With Infer#, Microsoft extends the choice of static analyzers available within the .NET ecosystem by bringing Facebook Infer's inter-procedural static analysis capabilities to it.
Infer is a static analysis tool open-sourced by Facebook in 2015. It supports Java and C/C++/Objective-C code and is able to detect a number of potential issues, including null pointer exceptions, resource leaks, annotation reachability, missing lock guards, and concurrency race conditions in Android and Java code; and null pointer dereferences, memory leaks, coding conventions, and unavailable API’s for languages belonging to the C-family.
Infer# is not the only static analyzer available for .NET, says Microsoft senior software engineer Xin Shi. However, Infer# brings unique capabilities to the .NET platform. What sets Infer# apart is its focus on cross-function analysis, which is not found in other analyzers, and incremental analysis.

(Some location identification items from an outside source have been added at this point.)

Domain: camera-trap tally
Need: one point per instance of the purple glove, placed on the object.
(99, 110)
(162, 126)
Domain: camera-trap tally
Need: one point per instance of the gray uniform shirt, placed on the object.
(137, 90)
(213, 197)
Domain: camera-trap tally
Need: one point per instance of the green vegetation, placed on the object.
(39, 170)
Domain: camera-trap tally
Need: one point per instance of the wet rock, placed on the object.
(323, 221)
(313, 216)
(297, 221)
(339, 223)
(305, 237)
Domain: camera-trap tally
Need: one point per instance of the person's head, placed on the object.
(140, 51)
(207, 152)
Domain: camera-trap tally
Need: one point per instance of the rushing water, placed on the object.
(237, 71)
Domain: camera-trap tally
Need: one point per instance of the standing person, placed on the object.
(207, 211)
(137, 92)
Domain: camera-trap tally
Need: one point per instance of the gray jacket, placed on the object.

PreFast detects some instances of null derereference exceptions and memory leaks, but its analysis is purely intra-procedural. Meanwhile, JetBrains Resharper heavily relies on developer annotations for its memory safety validation.
For example, Shi describes how Infer# is able to detect a null dereference in the following code snippet involving three different functions:
static void Main(string[]) args)
{
var returnNull = ReturnNull();
_ = returnNull.Value;
}
private static NullObj ReturnNull()
{
return null;
}
internal class NullObj
{
internal string Value { get; set; }
}
Differential workflow is how Facebook dubs Infer's capability to run on two versions of a project and provide a comparison in terms of what issues have been introduced or fixed. This makes it possible to integrate Infer in a CI workflow and have it automatically process a PR before it is accepted into the main branch.
For example, explains Shi, you can get a list of files changed between a feature
and the master
branch by executing:
git diff --name-only origin/feature..origin/master > files-to-analyze.txt
Then for each branch, you would check it out and run Infer on it:
git checkout <branch>
infer capture -- make -j 4
infer analyze --changed-files-index files-to-analyze.txt
cp infer-out/report.json <branch>-report.json
Finally, you would use Infer's reportdiff
command to compare the findings:
infer reportdiff --report-current feature-report.json --report-previous master-report.json
This would output three files with the issues added in the feature
branch, the issues fixed in feature
, and the issues that remained intact.
The capability to analyze incremental changes is what enables Infer to run effectively on large codebases. In this regard, Microsoft has been using Infer# on a number of its products, including Roslyn, .NET SDK, and ASP.NET Core.
To support both inter-procedural and differential analysis, Infer uses Separation Logic, which makes it possible to reason about manipulations to computer memory and prove certain memory safety conditions. To this aim, Infer translates all code into an intermediate representation called SIL during its capture
step. SIL leverages the Smallfoot predicate framework.
The core problem of enabling Infer to analyze .NET source code is that of translating it to the SIL, the language which Infer analyzes. To do this, source language constructs need to be represented in OCaml.
To simplify this process and make it easier to extend Infer# to other .NET languages beyond C#, Microsoft has introduced an intermediate language-agnostic JSON serialization of the SIL.
The advantages of working from a low-level representation of the source code are twofold: first, the CIL underlies all .NET languages (such as Visual Basic and F# in addition to the most common C#), and therefore InferSharp supports all .NET languages this way, and second, the CIL is stripped of any syntactic sugar, which reduces the language content needed to translate and thereby simplifies the translation.
Microsoft SIL serializer is coupled with a deserialization package that extracts the SIL data structures in OCaml and makes them available for Infer's backend analysis.
Currently, Infer# supports null dereference and memory leaks detection, but Microsoft has already announced it will continue extending its capabilities by adding support for race condition and thread safety violation detection.